The work is going to be not-for-profit, and the idea is described in very
broad terms because I simply don't know yet which particular social group I
wanna work with in the beginning. I don't even want that name, but I had to
name the project in order to apply. It's very likely that I'll collaborate
with the Freifunk Berlin and Project Meshnet communities.

What I do know, though, is which software/hardware combination I wanna
explore: cjdns for routing on an end-to-end encrypted IPv6 network, Smallest
Federated Wiki as an example of a federated web app, local file sharing as an
example of local services, as well as something for Voice-over-IP.

Right now I'm preparing two small TP-Link TL-MR3020 routers (25 euros each)
that won't provide internet access directly, but instead serve a splash page
with instructions and packages for the installation of cjdns on Linux and
Android devices. The MR3020s run cjdns as well, and the devices will
automatically peer on the Ethernet layer, without the need for traditional
DHCP/IPv4. The routers have one USB port each, one will get a 3G stick for
peering into cjdns' test network Hyperboria (via the Internet), and one will
get a harddisk for file storage.

I also got my hands on a Medion Life NAS drive [2] which now runs OpenWRT and
provides 2 TB of storage to any cjdns network that it gets plugged into.

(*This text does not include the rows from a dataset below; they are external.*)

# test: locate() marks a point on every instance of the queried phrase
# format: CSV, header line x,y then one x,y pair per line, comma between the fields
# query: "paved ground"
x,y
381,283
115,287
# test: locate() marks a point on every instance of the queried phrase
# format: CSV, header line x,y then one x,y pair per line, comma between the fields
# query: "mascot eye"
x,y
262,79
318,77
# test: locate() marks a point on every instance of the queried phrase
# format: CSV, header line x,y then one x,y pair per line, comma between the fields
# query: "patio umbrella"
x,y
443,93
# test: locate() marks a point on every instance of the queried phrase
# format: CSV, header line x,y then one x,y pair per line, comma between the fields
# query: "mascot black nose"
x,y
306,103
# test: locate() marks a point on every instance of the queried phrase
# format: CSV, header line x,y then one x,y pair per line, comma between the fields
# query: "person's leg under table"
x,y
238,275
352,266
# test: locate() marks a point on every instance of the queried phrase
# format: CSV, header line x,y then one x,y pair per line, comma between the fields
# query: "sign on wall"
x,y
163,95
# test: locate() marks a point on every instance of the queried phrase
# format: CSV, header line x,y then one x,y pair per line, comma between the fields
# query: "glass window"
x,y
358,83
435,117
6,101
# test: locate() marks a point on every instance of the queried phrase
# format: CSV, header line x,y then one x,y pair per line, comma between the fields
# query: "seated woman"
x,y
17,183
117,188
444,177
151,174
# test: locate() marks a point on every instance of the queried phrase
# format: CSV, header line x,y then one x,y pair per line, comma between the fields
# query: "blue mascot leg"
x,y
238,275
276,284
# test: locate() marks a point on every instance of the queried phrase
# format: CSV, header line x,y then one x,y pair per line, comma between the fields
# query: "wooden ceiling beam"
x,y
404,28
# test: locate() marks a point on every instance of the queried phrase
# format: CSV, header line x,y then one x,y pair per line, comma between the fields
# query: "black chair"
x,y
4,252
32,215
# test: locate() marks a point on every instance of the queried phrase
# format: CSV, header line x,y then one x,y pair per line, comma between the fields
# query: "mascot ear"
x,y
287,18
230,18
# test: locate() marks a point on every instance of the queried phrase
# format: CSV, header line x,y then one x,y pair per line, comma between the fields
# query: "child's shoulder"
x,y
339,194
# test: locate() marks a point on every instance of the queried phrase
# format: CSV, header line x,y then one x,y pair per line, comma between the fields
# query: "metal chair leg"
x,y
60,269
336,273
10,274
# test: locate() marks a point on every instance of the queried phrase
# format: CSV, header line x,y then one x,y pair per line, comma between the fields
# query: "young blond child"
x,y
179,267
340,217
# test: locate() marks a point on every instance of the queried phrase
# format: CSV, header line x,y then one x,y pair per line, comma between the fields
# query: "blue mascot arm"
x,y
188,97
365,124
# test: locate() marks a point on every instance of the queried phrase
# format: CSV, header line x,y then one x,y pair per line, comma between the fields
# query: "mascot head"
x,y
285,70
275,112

I'd appreciate feedback regarding the application. For this call, the number
of characters was strictly limited, but Call 3 (for 60,000 euros) will have a
couple more detailed questions. I'm sure I can find good answers to them but
this application is what I already wrote and of course I'd like to know what
people think about it.

Also, please do vote for it, so that I actually have a chance of getting this
money ;) After logging in with email or FB/Tw, a little voting form appears
below the applications. Your data is subject to european data protection laws.

1: [http://www.chest-project.eu/calls-for-proposals/](http://www.chest-
project.eu/calls-for-proposals/)

2: [http://zyxel.nas-central.org/wiki/Category:NSA-212](http://zyxel.nas-
central.org/wiki/Category:NSA-212)